Valuation has moved alongside the stock. The EV/EBITDA multiple is running near 15.5x, up about 0.7x over the last month. The PE ratio at face value looks stretched — above 90x on trailing earnings — but that number is heavily distorted by ALKS's recent earnings history; the EPS surprise factor score ranks in the 98th percentile of the universe, signalling the company has repeatedly exceeded what analysts modelled. The forward earnings momentum scores are weaker, with 30-day and 90-day EPS momentum in single-digit percentiles, suggesting the revision cycle has been cautious ahead of this print rather than anticipatory.
Short positioning tells a more complicated story for the bulls. At 12.4% of free float and edging higher — up about 3.2% on the week before the earnings pop — ALKS carries a meaningful short overhang. The ORTEX short score reached 67 on May 5, the highest reading in the tracked history, and has climbed steadily over the past two weeks from around 64. FINRA's most recent fortnightly count put days to cover at 8.2, and SI was already near 19.7 million shares as of the April 15 settlement date. That said, borrowing costs remain near rock-bottom: cost to borrow has drifted lower over the past month to just 0.47%, down about 15%. Availability is not particularly tight — the borrow market is comfortable, not stressed. There is no indication of forced covering pressure. Shorts are present and growing modestly, but the cost to maintain those positions is essentially zero.

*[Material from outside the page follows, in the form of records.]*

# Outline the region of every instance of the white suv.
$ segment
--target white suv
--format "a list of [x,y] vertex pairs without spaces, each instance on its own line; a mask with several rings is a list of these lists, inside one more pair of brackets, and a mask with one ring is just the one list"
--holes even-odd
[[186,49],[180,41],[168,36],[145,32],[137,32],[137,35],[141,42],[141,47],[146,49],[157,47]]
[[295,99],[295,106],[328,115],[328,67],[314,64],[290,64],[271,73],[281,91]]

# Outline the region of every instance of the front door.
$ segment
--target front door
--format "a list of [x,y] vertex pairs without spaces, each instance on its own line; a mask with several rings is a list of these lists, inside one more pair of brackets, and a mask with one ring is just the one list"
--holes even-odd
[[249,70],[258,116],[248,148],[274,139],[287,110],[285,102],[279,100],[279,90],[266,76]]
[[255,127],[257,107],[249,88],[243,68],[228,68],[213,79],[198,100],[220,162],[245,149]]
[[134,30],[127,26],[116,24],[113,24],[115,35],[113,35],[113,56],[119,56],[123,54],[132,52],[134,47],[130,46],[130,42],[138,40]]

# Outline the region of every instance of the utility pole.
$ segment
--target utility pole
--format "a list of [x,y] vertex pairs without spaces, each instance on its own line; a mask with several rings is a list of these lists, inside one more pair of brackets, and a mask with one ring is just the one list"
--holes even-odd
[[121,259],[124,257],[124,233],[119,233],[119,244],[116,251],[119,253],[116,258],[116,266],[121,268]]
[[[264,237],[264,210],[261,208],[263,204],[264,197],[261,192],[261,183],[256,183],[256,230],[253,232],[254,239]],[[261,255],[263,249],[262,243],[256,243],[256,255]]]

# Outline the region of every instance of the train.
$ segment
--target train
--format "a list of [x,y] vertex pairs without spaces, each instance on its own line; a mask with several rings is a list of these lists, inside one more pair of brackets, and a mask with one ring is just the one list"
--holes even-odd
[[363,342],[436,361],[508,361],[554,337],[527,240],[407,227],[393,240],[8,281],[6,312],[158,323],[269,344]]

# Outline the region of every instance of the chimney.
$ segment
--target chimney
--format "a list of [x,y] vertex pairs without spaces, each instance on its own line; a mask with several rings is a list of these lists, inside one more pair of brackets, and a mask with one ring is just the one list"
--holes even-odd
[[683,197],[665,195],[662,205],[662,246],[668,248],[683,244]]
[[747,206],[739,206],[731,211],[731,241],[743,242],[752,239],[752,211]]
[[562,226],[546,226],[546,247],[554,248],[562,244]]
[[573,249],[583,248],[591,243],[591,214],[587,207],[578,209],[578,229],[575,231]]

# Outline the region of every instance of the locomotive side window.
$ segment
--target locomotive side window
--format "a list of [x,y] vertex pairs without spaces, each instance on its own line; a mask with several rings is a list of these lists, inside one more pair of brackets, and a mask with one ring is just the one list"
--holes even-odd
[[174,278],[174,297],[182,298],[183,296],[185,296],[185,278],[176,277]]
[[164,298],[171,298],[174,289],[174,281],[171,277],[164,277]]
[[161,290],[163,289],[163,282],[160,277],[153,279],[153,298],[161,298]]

Options positioning is broadly neutral. The put/call ratio at 1.21 is fractionally below its 20-day average of 1.23 — a near-flat z-score of -0.1 — suggesting no material hedging panic or speculative call-buying surge accompanied the earnings release. The 52-week PCR range is wide (0.13 to 3.18), putting current readings comfortably in neutral territory. Peer CYTK surged 27% on the week, the sharpest move among correlated names; MLYS was also up double digits. ALKS's 6% weekly gain looks measured by comparison, which may reflect lingering short resistance rather than a lack of fundamental catalyst.
What to watch next: the next earnings event is slated for late July. Between now and then, the tension between a freshly validated bull case and a still-elevated short position — with borrowing costs too low to force a cover — will determine whether the 12.4% float short acts as a persistent drag or becomes the fuel for a more decisive move.